Sir Stanley Unwin (1884 – 1968) was a British publisher, founder of the George Allen and Unwin house in 1914. This published serious and sometimes controversial authors like Bertrand Russell and Mahatma Gandhi.
He lived for some years in Handen Road in Lee in south-east London. His niece was the children's writer Ursula Moray Williams
In 1936 J. R. R. Tolkien submitted The Hobbit for publication, and Unwin paid his ten-year-old son Rayner Unwin a few pence to write a report on the manuscript. Rayner's favourable response prompted Unwin to publish the book. Once the book became a success Unwin asked Tolkien for a sequel, which eventually became The Lord of the Rings.
I confess I picked up this book because of a distant family connection, but I actually found it a quite interesting account of what it was to be a publisher in England from pre-World War One until the mid-sixties. This is not a tell all book, either about Stanley Unwin’s own life, nor about the authors with whom he worked, but he certainly writes about the business challenges he faced: from bureaucrats (such as those who instituted severe paper rationing for established publishers during WWII), outdated censorship legislation and authors determined to believe that publishers were cheating them. The many major authors published by Allen & Unwin, and his effort to visit EVERY bookseller in the many countries he visited around the world show why he was successful.
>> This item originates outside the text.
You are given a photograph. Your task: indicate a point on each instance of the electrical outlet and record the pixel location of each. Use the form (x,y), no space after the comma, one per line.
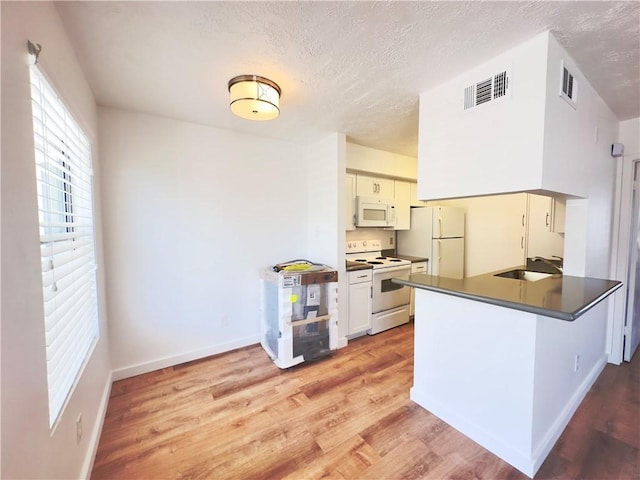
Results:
(79,428)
Of course it is out of date, sexist etc, and publishing isn't nearly so expensive as it used to be. The last 20 pages do offer some of the chinks in publisher prejudice though, that still exist.
It's a history of publishing that most people wouldn't read beyond the 1st 20 pages, unless they had a vested interest in understanding the publication's industry, the tradition it is steeped in, and the stalwarts of production that are no longer in existence.